Callamard noted the "extreme sensitivity" of considering the criminal responsibility of the crown prince, as well as Saud Al Qahtani, a senior adviser to the Saudi royal court who has not been charged.
"No conclusion is made as to guilt," she wrote of the two men. "The only conclusion made is that there is credible evidence meriting further investigation."
She wrote that there was "no reason why sanctions should not be applied against the Crown Prince and his personal assets" — noting that sanctions regimes have been put in place in the past even before guilt was determined.
But she played down the focus on a single person, writing: "The search for justice and accountability is not singularly dependent on finding a 'smoking gun' or the person holding it."
She wrote that her focus was mainly on identifying those who may have failed in or abused their positions of authority.
Riyadh must accept responsibility for the murder of the journalist and pay reparations to his family, and also apologize to the Turkish government, where the crime was committed, Callamard added.
Turkish officials have repeatedly suggested the murder trial be held in Turkey where the crime was committed. Saudi authorities have denied Turkey's requests and said the suspects will be tried in the kingdom.
Turkey also arrested two intelligence operatives in Istanbul who confessed to spying on Arab nationals on behalf of the United Arab Emirates (UAE), one of whom is suspected of having connections to the murder of dissident Saudi journalist Khashoggi.
She said she had received information about a "financial package" offered to Khashoggi's children, "but it is questionable whether such package amounts to compensation under international human rights law."
Callamard said for instance that she had found evidence that "Khashoggi was himself fully aware of the powers held by the Crown Prince, and fearful of him."

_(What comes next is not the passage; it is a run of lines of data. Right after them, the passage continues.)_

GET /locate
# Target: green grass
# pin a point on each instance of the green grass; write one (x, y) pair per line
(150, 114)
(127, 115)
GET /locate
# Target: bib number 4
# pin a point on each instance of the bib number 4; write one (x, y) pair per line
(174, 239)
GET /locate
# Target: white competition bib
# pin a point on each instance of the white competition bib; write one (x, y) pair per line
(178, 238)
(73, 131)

She urged Guterres to launch an official international criminal investigation into the case, which she said would make it possible to "build-up strong files on each of the alleged perpetrators and identify mechanisms for formal accountability, such as an ad hoc or hybrid tribunal."

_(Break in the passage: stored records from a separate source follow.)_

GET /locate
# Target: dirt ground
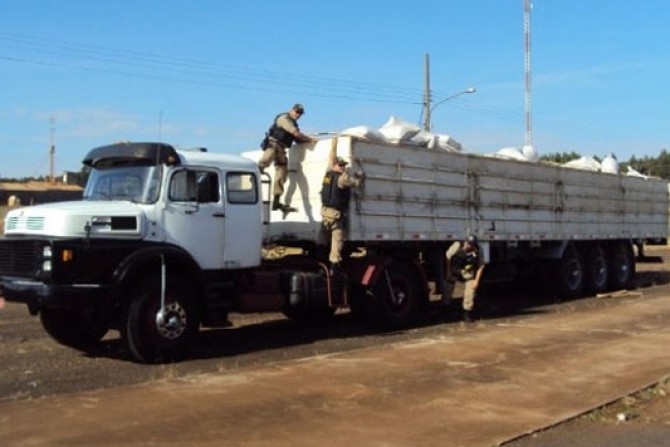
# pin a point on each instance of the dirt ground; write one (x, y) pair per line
(34, 367)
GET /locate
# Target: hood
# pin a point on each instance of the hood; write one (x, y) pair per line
(95, 219)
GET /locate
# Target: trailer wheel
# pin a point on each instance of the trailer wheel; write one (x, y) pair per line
(570, 274)
(155, 337)
(396, 299)
(596, 269)
(621, 265)
(72, 328)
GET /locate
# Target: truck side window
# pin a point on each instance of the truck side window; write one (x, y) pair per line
(241, 188)
(192, 186)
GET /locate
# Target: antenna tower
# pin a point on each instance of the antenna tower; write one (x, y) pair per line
(528, 84)
(52, 148)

She also called on the FBI in the United States, where Khashoggi was a resident, to open an investigation into the case, if it has not already done so, "and pursue criminal prosecutions within the United States, as appropriate."
For her investigation, Callamard said that, among other things, she had viewed CCTV footage from inside the consulate of the killing itself.
The report identified by name the 15 people she said were part of the mission to kill Khashoggi, and suggested that many of them were not on the list of 11 unnamed suspects facing a closed-door trial over the murder, and five could face the death penalty.
Wednesday's report also found that there was evidence that "Saudi Arabia deliberately used consular immunity to stall Turkey's investigations until the crime scene could be thoroughly cleaned."
"In view of my concerns regarding the fairness of the trial of the 11 suspects in Saudi Arabia, I call for the suspension of the trial," she said in the report.
Callamard noted limitations on her inquiry, which began in January. She received no response to her request to travel to Saudi Arabia. She wrote that she had received only a total of 45 minutes of tapes recorded within the consulate around the time of the killing, while Turkish intelligence had referenced some 7 hours of recordings.
The report offers gruesome, nearly minute-by-minute accounting of the events surrounding the killing, and cites sounds of a buzzing saw that could have been used to dismember Khashoggi's body.
The U.S. State Department has publicly designated 16 people for their roles in the killing of Khashoggi. Many U.S. lawmakers have criticized President Donald Trump for not condemning Saudi Arabia for the journalist's killing.